De zevende en laatste brief was gericht aan de gemeente te Laodicea. Ik heb er geen complimenten in kunnen vinden. De gemeente werd zwaar bekritiseerd vanwege haar lauwheid:
“Ik ken uw werken, en weet dat u niet koud en niet heet bent. Was u maar koud of heet! Maar omdat u lauw bent en niet koud en ook niet heet, zal Ik u uit Mijn mond spuwen.” (Openbaring 3:15-16 HSV)

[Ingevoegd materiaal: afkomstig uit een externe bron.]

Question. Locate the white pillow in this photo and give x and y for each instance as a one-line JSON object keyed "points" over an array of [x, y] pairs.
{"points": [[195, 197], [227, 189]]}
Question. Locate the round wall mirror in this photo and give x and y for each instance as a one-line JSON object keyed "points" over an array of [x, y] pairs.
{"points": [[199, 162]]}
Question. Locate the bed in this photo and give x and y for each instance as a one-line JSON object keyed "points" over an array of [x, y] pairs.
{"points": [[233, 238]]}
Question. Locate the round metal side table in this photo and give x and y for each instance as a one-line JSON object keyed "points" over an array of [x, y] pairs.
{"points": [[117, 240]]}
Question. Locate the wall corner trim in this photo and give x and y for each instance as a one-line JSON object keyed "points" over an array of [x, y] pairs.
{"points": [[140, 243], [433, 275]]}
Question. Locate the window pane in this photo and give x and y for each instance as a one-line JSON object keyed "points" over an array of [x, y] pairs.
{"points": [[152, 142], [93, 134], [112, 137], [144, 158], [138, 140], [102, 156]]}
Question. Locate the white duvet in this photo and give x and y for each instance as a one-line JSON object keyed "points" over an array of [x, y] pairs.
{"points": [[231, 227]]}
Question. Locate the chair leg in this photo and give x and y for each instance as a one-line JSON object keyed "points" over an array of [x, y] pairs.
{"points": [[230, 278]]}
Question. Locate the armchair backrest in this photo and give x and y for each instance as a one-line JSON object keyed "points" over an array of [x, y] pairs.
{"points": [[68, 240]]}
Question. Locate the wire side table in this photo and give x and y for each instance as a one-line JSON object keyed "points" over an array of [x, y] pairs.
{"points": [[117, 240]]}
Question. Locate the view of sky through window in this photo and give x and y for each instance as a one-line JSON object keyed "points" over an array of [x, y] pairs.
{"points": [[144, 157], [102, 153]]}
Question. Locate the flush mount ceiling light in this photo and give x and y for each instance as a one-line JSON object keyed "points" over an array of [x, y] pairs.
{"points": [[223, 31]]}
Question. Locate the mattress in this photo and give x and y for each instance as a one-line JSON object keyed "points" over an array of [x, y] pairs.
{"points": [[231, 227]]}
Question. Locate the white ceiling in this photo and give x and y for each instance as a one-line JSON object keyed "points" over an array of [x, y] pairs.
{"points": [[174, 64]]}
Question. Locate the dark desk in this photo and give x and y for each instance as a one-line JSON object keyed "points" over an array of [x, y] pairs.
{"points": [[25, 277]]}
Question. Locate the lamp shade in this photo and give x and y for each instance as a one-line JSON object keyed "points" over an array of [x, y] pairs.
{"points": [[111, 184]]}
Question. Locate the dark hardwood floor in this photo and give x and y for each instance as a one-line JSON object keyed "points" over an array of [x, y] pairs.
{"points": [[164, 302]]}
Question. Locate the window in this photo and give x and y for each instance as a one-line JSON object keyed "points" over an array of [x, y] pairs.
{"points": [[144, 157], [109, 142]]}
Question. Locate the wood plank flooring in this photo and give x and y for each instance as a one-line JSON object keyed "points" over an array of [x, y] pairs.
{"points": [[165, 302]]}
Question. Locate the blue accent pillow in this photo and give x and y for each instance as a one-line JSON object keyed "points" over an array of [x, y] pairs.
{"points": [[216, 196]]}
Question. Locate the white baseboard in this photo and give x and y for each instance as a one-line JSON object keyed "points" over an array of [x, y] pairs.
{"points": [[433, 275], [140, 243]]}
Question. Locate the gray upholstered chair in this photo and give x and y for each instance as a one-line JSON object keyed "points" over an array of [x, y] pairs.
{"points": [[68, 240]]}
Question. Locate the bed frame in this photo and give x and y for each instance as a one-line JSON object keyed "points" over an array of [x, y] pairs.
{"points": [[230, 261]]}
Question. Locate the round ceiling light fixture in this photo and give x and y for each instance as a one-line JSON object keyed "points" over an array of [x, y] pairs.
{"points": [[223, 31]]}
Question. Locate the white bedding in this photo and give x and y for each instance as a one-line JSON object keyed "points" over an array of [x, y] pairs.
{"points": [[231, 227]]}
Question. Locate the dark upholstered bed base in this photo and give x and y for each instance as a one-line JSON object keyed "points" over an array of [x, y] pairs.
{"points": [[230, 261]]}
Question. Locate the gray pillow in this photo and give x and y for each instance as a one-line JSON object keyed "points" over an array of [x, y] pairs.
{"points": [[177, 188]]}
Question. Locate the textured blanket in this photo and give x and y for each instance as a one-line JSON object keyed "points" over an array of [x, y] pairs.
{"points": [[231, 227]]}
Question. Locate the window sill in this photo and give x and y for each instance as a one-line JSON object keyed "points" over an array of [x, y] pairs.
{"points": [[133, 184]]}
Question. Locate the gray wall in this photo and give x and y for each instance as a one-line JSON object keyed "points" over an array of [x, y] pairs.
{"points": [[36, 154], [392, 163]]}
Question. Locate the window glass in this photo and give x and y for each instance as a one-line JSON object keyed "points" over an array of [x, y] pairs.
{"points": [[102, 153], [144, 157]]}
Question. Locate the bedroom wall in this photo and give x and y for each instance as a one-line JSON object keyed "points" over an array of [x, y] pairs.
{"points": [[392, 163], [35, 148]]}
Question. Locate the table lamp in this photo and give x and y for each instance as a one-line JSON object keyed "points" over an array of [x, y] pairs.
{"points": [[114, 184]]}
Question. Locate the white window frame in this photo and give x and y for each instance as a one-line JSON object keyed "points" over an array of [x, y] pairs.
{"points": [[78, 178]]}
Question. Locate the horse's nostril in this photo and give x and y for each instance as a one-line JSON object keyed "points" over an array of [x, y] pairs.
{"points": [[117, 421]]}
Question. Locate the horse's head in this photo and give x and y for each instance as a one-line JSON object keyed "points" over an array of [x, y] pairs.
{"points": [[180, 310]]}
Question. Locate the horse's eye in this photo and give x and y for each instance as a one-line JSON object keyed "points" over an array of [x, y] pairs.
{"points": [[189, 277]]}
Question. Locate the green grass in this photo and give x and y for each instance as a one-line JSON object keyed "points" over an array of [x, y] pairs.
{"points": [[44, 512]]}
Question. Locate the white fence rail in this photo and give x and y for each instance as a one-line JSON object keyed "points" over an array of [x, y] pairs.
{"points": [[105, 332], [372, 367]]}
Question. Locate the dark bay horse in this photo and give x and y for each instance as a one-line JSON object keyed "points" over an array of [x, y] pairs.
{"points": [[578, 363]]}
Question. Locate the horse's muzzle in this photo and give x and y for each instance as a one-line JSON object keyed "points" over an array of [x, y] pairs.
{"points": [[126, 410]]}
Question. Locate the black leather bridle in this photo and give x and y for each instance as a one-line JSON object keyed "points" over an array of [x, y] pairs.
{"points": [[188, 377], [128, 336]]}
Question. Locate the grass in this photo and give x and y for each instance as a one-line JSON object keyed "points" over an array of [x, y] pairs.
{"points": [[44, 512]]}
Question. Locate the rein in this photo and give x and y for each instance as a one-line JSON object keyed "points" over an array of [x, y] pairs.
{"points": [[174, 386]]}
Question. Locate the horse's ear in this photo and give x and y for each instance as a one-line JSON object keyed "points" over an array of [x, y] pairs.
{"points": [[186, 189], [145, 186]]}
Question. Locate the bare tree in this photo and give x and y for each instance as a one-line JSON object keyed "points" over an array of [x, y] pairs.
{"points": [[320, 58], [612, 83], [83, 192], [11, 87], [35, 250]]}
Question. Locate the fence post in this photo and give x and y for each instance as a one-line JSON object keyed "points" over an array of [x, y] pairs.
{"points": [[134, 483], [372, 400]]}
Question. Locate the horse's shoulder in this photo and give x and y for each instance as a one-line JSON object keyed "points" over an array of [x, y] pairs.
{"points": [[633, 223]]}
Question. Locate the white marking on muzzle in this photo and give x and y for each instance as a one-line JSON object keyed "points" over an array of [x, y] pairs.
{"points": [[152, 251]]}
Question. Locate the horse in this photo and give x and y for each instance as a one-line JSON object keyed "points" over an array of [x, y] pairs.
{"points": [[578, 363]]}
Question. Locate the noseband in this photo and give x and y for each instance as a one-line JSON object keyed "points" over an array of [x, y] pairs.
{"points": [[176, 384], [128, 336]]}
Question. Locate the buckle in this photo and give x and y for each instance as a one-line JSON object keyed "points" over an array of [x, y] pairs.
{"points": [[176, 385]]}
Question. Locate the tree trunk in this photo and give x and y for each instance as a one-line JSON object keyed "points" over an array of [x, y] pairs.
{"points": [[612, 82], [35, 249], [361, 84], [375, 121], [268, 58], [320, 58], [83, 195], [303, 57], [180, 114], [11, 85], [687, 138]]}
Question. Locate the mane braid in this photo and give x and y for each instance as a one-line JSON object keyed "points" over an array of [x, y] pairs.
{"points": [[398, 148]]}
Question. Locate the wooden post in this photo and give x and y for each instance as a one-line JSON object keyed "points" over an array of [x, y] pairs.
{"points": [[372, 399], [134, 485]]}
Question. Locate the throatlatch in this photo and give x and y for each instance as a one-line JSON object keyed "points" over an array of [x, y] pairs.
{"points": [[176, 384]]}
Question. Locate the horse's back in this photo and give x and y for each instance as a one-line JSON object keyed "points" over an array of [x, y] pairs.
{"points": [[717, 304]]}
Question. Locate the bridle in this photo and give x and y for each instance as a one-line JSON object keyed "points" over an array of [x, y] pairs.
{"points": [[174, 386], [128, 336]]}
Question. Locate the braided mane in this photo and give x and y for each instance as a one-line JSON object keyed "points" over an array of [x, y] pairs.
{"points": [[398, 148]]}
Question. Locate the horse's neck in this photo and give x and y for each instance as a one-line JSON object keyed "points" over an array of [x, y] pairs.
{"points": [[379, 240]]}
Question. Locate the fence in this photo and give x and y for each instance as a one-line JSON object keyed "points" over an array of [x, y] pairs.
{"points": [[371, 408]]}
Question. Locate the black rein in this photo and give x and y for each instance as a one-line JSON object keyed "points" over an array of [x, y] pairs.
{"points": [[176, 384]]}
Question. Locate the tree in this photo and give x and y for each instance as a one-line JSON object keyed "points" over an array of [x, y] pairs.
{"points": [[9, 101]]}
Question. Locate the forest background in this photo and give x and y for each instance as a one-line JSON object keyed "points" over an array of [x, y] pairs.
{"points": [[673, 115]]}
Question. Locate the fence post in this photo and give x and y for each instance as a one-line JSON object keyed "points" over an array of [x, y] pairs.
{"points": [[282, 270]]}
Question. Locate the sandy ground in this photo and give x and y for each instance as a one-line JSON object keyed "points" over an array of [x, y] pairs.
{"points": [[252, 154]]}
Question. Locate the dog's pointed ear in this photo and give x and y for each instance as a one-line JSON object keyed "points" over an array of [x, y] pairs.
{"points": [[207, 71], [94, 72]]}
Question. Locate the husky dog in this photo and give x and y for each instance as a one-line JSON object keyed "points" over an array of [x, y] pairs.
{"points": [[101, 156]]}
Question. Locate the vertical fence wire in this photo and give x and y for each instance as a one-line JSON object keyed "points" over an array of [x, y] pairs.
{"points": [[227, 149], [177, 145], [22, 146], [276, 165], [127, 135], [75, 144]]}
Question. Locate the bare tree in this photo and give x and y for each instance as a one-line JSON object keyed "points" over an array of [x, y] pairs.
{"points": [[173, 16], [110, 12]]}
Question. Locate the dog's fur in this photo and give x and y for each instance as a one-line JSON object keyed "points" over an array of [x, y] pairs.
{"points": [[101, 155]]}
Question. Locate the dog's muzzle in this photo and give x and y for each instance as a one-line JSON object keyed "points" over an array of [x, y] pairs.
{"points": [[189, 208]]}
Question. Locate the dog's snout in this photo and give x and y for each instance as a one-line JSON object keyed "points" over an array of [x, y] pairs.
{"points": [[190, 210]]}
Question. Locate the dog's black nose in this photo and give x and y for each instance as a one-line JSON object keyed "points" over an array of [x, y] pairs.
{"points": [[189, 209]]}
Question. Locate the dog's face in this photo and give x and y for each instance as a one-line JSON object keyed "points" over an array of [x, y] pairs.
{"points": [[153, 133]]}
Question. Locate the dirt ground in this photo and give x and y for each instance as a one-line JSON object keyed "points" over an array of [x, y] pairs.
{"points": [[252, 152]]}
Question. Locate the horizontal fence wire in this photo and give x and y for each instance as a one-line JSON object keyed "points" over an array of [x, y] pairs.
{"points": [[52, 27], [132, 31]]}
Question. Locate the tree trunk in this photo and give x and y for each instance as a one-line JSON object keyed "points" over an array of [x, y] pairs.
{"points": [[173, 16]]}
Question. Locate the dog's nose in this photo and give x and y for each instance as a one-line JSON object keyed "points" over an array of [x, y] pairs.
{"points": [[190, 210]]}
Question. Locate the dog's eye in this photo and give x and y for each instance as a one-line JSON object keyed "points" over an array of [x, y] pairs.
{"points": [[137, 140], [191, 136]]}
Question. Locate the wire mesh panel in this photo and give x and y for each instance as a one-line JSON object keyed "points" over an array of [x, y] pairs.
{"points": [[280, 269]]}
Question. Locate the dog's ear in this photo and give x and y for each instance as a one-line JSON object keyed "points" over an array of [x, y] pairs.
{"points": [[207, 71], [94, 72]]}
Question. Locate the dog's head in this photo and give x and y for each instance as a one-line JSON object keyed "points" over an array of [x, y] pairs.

De Christenen uit deze rijke stad, waar genezende Phrygische ogenzalf werd bereid, kregen welhaast sarcastisch advies van onze Heer:
“Want u zegt: Ik ben rijk en steeds rijker geworden en heb aan niets gebrek, maar u weet niet dat juist u ellendig, beklagenswaardig, arm, blind en naakt bent. Ik raad u aan dat u van Mij goud koopt, gelouterd door het vuur, opdat u rijk wordt, en witte kleren, opdat u bekleed bent en de schande van uw naaktheid niet openbaar wordt. En zalf uw ogen met ogenzalf, opdat u zult kunnen zien.” (Openbaring 3:17-18 HSV)

De meeste van deze zeven Gemeenten waren zwaar in de fout gegaan, toch hield (en houdt!) Jezus van hen en wilde hen door tuchtiging tot inkeer brengen:
“Ieder die Ik liefheb, wijs Ik terecht en bestraf Ik. Wees dan ijverig en bekeer u.” (Openbaring 3:19 HSV)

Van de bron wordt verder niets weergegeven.